My moment of clarity came on my 45th birthday last week. I had already been reflecting the fact that I was no longer on the upside of the 40's, instead I would be heading in the downward slide to 50. Half-way through my 40's on my way to 50. I got up the morning of my birthday, my young and beautiful 16 year old daughter was the first to call me and wish me happy-birthday (I was out of town on business). Not long after, my other young and beautiful 19yr old daughter called to do same. It was nice to hear from them and know that I am loved. I went about my business getting ready to meet my colleagues for breakfast. I went to breakfast and made no mention of the fact it was my birthday, I didn't want to acknowledge it really.
And then it happened, my moment of clarity. I went back to my room to fetch something before heading over to the conference for more meetings and I looked in the mirror. Aghast in horror, I saw a woman whose clothes were not hip, whose hairstyle hadn't drastically changed for over a decade, whose body was deplorable...and the makeup?
OH MY GOD...I FORGOT TO PUT ANY ON!
Yes, that was my moment of clarity.
I'm old.
But, as an old friend of mine used to say, it is what it is. I can't change my age, and I certainly don't feel all that old on the inside - at least not how my 15 year old self imagined it would feel. So what if my outside looks it?

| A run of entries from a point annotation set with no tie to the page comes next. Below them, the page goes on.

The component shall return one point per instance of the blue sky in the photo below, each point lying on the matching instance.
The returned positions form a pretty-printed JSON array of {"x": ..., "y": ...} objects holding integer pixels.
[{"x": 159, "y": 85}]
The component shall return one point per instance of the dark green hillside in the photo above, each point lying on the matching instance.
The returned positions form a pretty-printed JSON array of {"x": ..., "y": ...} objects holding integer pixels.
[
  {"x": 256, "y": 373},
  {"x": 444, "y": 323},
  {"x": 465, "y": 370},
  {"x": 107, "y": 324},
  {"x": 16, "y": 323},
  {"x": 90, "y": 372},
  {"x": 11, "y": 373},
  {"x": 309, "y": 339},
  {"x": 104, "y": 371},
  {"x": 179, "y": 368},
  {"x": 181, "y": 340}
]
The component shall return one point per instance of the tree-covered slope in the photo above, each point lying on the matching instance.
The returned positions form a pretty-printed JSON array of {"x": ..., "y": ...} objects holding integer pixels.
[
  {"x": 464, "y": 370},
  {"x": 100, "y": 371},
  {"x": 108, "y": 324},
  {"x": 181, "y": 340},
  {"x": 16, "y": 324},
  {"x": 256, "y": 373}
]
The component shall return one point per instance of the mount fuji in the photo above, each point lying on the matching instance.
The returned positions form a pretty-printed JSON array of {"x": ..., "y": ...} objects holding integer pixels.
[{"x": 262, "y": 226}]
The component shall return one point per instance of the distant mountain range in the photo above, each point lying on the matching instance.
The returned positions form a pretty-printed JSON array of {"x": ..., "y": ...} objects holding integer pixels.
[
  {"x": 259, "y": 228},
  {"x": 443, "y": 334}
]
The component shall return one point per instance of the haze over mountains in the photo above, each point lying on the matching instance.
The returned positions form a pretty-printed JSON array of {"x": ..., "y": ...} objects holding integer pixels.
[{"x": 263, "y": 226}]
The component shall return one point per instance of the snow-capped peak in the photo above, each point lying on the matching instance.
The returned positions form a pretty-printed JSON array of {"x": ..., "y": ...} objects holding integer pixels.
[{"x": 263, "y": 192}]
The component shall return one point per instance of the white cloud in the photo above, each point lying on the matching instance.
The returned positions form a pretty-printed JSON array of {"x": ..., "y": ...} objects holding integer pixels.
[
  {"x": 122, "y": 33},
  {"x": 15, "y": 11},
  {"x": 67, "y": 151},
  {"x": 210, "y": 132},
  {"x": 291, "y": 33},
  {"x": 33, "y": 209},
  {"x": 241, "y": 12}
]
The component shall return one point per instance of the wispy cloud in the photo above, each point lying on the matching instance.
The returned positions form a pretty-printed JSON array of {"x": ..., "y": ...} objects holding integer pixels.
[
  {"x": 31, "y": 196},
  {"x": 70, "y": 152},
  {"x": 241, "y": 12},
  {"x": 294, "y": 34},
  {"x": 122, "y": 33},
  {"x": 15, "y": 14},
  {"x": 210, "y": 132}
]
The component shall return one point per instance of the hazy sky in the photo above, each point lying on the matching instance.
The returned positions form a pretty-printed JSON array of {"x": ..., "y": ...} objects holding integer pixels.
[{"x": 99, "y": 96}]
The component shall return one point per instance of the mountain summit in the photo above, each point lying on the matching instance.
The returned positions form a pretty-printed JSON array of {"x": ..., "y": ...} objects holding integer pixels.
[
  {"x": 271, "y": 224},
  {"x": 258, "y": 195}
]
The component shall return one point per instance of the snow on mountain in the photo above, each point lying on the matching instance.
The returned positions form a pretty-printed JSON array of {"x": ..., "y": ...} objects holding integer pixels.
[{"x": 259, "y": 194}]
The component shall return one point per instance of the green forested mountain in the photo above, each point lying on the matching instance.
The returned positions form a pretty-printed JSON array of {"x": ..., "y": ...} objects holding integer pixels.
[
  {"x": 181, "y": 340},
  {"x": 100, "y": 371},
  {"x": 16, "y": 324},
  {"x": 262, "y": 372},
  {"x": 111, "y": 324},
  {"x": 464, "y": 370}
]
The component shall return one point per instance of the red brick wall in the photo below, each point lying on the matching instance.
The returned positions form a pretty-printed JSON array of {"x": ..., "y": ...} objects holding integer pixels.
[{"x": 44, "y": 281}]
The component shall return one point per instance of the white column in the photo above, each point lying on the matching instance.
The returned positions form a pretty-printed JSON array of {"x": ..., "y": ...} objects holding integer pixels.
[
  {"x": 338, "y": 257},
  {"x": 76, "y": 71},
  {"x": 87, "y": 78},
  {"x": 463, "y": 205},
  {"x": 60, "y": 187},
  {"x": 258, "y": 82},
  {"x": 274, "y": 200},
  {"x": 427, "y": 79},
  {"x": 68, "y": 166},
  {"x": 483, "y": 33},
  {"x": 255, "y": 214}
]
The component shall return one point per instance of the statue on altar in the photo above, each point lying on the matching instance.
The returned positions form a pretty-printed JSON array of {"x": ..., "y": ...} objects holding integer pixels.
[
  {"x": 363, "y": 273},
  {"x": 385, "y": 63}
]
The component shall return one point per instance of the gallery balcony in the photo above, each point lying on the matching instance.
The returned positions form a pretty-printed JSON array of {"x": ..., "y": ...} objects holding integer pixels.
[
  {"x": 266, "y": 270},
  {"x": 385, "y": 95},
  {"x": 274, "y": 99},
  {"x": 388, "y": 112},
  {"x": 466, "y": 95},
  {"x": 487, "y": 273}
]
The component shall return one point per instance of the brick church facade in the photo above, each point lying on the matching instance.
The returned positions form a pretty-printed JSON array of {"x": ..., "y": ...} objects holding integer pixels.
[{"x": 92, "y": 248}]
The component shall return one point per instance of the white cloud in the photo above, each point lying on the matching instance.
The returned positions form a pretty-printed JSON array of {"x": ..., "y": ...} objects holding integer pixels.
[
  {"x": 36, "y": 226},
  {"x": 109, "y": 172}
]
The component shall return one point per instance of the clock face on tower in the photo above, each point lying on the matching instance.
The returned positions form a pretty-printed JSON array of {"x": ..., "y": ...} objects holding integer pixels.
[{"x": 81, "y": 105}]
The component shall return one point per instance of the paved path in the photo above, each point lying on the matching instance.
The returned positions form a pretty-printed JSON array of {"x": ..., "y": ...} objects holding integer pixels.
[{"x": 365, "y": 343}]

This is why my blog address is named as it is. Every moment of (bitter) clarity I've ever had, has been followed by a (sweet) epiphany. Life is a wild ride and I'm sure rarely turns out as people expect it to. I may be frumpy and old, but - as they say - with age comes wisdom, and I think I finally understand the true meaning of this. My life has not turned out as I had planned, but I know enough to value the sweetness of my life and am smart enough to know that my 15 year old self had a lot of learning to do. Every person's life is a journey, and I believe we are measured by the depth and breadth of what we give of ourselves. I have a loving family and great friends who love me without the make-up! I hope that I've given of myself to the extent that they feel no need or want of more, but also know that I'll always be there with more anytime they want for it.
Love, and be loved.
That's all that matters in life.
Nothing else.
(On my birthday - I flew home and we went to dinner.)
4 comments:
And you are very loved, so consider the journey a resounding success!
-Hubby
Happy, happy birthday my dear, dear sister-friend.
You are so beautiful! I don't believe you that you are 45. You look as young as you feel.
I am looking forward to a time when we can celebrate our birthdays - when are you coming this way? We have time after Jan 1 to come south to you guys! And I have 3 weeks off in Feb - maybe we can rendezvous during that time?
I know that this year will be filled with much joy, happiness and laughter. May it also be filled with enough chaos for you to realize just how good everything is!
love you bunches and bunches!
Good Lord! I can't believe that someone actually has to come SOUTH to see you!
My moment of clarity came several years ago when I found myself humming to the grocery store music. I assume it is all downhill from that point.
You are a beautiful woman inside and out.
OH My Goodness! Welcome to the club. When I was younger (teens) I thought I would not live to see 30, only cause it was so OLD. Then it was 40 then 50 and now I'm thinking 60, still scares me. You are a loving and beautiful person and I we are so blessed to have you in our lives.